本文内容接着上一篇文章Android的UI显示原理之Surface的创建继续来看Surface渲染的大致过程。

这里说的Surface的渲染其实就是ViewRootImpl的渲染。因此我们从ViewRootImpl.draw()来看一下它的渲染逻辑。这个方法最终会调用到ViewRootImpl.drawSoftward():

private boolean drawSoftware(Surface surface, AttachInfo attachInfo,...) {
    // Draw with software renderer.
    final Canvas canvas;
    ...
    canvas = mSurface.lockCanvas(dirty);  //step 1
    ...
    mView.draw(canvas);  //setp 2
    ...
    mSurface.unlockCanvasAndPost(canvas);  //step 3
}

mViewViewRootImpl的根ViewmSurface即为上一篇文章分析的所创建的Surface,它的实际对象在nativie层。

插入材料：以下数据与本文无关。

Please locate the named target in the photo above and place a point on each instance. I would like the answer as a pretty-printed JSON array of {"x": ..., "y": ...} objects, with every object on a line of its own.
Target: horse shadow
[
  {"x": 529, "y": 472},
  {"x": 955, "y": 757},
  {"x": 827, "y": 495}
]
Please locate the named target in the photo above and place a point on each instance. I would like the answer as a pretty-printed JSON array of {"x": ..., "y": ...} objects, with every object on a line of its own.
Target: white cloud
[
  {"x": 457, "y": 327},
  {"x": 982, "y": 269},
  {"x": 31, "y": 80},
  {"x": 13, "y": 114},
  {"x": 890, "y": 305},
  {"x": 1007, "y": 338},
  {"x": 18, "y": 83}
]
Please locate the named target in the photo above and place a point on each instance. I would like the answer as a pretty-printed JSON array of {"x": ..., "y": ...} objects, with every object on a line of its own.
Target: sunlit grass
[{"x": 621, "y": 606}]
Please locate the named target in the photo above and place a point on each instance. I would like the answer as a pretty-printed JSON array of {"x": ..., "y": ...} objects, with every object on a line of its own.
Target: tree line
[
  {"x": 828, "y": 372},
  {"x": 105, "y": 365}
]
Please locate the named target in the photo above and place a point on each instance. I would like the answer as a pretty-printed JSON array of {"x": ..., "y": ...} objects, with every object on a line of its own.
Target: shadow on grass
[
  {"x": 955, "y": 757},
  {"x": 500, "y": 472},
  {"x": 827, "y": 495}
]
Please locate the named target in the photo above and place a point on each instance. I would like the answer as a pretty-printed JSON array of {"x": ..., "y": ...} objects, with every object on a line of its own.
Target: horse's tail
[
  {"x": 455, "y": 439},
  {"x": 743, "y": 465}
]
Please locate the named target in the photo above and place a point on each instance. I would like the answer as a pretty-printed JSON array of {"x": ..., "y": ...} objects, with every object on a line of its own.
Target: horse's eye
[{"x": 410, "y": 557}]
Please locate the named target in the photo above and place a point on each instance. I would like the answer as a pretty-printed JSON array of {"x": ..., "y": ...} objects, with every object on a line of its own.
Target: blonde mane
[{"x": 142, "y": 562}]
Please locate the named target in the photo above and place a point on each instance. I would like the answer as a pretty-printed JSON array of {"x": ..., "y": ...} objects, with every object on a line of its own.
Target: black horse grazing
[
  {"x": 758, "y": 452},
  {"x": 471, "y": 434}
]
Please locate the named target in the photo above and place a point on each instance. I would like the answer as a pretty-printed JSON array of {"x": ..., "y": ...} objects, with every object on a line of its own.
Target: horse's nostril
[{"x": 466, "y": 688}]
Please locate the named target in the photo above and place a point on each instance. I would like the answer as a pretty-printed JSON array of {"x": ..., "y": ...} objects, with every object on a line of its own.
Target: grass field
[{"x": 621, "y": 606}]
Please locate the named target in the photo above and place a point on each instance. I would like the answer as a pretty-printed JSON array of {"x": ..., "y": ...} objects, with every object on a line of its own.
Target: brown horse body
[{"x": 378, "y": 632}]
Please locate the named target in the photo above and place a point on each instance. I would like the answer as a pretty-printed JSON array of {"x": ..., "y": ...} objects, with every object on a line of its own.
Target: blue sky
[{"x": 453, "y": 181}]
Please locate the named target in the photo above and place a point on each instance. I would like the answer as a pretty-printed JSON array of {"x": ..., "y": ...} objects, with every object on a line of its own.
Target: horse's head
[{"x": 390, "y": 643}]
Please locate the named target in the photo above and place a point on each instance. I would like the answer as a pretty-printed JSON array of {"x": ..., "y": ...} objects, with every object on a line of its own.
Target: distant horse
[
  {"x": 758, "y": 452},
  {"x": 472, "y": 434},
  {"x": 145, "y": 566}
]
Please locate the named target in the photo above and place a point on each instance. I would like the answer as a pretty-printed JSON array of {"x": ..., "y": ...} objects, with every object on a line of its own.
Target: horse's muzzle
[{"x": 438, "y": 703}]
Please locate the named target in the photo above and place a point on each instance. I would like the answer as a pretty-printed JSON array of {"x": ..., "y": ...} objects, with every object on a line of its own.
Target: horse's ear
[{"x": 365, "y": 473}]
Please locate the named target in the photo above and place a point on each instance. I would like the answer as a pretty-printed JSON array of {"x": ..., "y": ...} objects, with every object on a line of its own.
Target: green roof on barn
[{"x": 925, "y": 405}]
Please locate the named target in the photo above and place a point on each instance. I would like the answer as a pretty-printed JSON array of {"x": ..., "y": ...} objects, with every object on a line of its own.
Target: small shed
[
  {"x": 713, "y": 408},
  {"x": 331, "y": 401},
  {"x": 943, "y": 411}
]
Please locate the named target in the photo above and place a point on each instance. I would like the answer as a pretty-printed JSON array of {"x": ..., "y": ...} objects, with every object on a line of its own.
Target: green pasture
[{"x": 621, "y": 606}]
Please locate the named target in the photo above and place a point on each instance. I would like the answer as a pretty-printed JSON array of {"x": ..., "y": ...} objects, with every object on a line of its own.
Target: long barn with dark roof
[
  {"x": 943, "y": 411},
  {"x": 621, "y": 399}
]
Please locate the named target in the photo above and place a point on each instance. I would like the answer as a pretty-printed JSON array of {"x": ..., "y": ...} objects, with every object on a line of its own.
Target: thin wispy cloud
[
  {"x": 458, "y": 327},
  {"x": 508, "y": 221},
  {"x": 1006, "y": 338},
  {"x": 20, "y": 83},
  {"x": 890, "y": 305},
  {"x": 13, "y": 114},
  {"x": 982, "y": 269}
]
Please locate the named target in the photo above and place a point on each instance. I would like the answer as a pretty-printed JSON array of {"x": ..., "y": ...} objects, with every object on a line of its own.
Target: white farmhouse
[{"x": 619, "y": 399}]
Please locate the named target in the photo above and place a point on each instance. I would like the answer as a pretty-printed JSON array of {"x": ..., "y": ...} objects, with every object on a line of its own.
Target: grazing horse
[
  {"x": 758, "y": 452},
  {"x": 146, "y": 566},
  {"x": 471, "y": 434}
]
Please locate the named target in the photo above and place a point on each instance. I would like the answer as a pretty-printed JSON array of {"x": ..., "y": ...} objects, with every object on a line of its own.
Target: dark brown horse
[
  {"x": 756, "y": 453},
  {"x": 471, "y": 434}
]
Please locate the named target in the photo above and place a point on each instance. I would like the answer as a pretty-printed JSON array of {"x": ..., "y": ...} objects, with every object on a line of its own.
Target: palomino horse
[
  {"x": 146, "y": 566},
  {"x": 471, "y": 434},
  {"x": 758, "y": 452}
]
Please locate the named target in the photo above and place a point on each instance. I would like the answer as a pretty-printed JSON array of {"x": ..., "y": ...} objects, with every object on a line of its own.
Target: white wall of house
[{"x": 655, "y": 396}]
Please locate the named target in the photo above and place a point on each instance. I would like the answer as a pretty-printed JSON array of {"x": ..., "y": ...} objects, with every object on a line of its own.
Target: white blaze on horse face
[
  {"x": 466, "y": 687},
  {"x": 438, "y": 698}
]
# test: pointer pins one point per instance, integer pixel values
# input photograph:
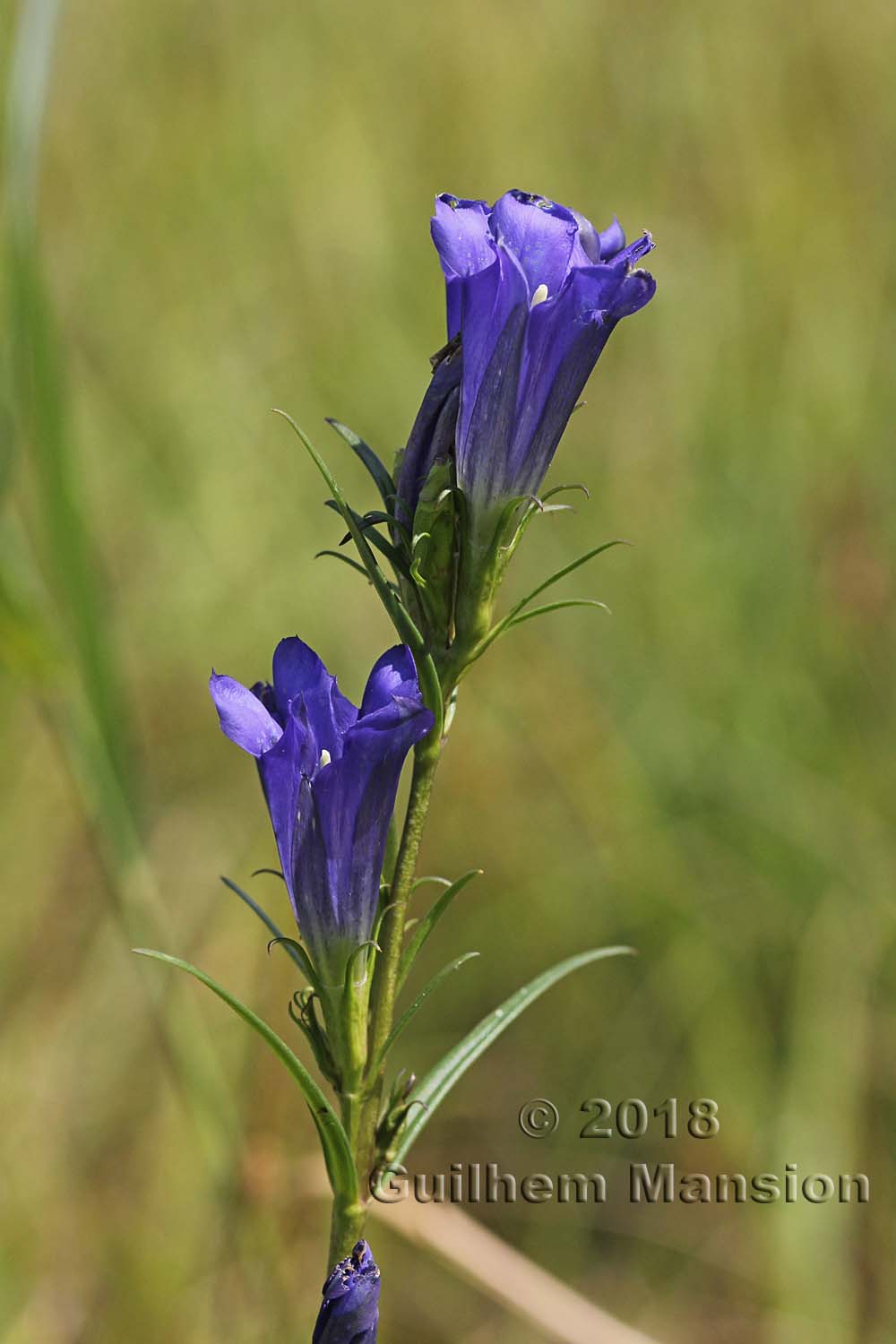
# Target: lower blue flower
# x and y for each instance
(330, 773)
(351, 1312)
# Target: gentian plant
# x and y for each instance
(533, 292)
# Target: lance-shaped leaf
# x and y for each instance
(401, 618)
(338, 1153)
(513, 616)
(427, 924)
(367, 526)
(418, 1003)
(346, 559)
(556, 607)
(382, 478)
(433, 564)
(290, 946)
(440, 1081)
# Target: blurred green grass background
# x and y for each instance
(233, 214)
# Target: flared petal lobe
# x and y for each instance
(242, 715)
(533, 289)
(330, 774)
(349, 1312)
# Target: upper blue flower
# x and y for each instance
(533, 290)
(349, 1314)
(330, 773)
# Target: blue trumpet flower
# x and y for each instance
(330, 773)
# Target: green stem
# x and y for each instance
(392, 938)
(386, 983)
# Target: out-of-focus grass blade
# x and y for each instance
(338, 1153)
(418, 1003)
(440, 1081)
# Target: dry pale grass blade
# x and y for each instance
(495, 1268)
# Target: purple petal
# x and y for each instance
(586, 250)
(354, 800)
(461, 236)
(611, 241)
(394, 675)
(564, 341)
(432, 435)
(349, 1312)
(300, 677)
(244, 718)
(540, 236)
(495, 309)
(281, 774)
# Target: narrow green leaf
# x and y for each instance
(430, 919)
(338, 1153)
(289, 943)
(346, 559)
(418, 1003)
(300, 956)
(382, 478)
(512, 617)
(440, 1081)
(557, 607)
(401, 618)
(559, 489)
(421, 882)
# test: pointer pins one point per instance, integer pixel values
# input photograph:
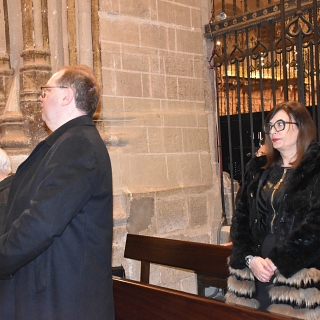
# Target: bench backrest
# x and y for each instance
(137, 301)
(204, 259)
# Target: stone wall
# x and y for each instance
(157, 114)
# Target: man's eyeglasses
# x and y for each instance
(278, 126)
(46, 89)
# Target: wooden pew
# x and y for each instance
(137, 301)
(208, 261)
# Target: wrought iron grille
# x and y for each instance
(259, 59)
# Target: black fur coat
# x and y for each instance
(296, 254)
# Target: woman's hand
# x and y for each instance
(263, 269)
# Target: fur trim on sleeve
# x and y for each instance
(298, 295)
(241, 288)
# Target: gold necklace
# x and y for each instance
(275, 188)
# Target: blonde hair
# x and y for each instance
(5, 164)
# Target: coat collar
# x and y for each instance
(77, 122)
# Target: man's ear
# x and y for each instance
(68, 96)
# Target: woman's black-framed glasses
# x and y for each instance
(44, 90)
(278, 126)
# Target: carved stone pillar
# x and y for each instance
(12, 138)
(36, 69)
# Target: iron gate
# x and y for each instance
(259, 59)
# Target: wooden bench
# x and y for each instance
(137, 301)
(208, 261)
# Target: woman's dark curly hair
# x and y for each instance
(307, 131)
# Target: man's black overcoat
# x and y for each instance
(55, 244)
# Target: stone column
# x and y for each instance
(12, 138)
(36, 69)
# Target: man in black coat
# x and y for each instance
(55, 246)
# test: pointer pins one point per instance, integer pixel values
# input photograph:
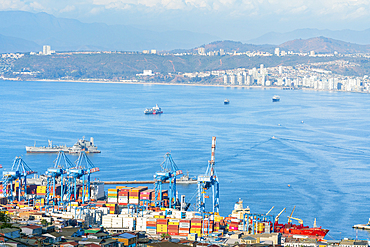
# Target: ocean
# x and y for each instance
(310, 150)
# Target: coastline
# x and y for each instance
(187, 84)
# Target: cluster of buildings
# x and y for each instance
(46, 50)
(298, 77)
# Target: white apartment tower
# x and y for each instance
(46, 50)
(201, 51)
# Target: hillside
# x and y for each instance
(324, 45)
(346, 35)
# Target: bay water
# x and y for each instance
(310, 150)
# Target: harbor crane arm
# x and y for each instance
(277, 216)
(299, 220)
(289, 218)
(270, 210)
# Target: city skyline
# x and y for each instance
(226, 19)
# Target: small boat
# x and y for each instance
(154, 110)
(276, 98)
(362, 226)
(185, 179)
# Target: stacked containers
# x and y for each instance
(184, 227)
(233, 225)
(112, 195)
(129, 222)
(134, 194)
(41, 190)
(151, 226)
(207, 227)
(117, 222)
(146, 195)
(107, 221)
(162, 226)
(123, 196)
(39, 202)
(140, 224)
(173, 226)
(260, 227)
(196, 226)
(113, 208)
(216, 225)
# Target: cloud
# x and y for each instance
(68, 8)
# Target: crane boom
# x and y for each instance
(277, 216)
(289, 218)
(270, 210)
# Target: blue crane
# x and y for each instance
(61, 164)
(19, 171)
(83, 167)
(209, 181)
(169, 171)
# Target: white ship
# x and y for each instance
(80, 145)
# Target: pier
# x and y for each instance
(129, 182)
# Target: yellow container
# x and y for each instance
(173, 223)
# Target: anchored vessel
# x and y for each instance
(80, 145)
(185, 179)
(154, 110)
(276, 98)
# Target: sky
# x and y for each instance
(227, 19)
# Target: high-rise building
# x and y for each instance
(46, 50)
(226, 79)
(232, 79)
(201, 51)
(240, 79)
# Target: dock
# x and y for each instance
(129, 182)
(362, 226)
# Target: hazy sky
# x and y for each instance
(227, 19)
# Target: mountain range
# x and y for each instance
(275, 38)
(22, 31)
(69, 34)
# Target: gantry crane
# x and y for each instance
(19, 171)
(299, 220)
(277, 216)
(83, 167)
(61, 164)
(169, 171)
(289, 217)
(207, 181)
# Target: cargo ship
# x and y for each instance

上面3步大致描绘了ViewRootImpl的绘制原理,本文就逐一分析这3步,来大致了解ViewRootImpl的渲染逻辑。

mSurface.lockCanvas()

public Canvas lockCanvas(Rect inOutDirty){
    ...
    mLockedObject = nativeLockCanvas(mNativeObject, mCanvas, inOutDirty);
    return mCanvas;
}

这个方法会直接调用到native方法nativeLockCanvas(mNativeObject, mCanvas, inOutDirty)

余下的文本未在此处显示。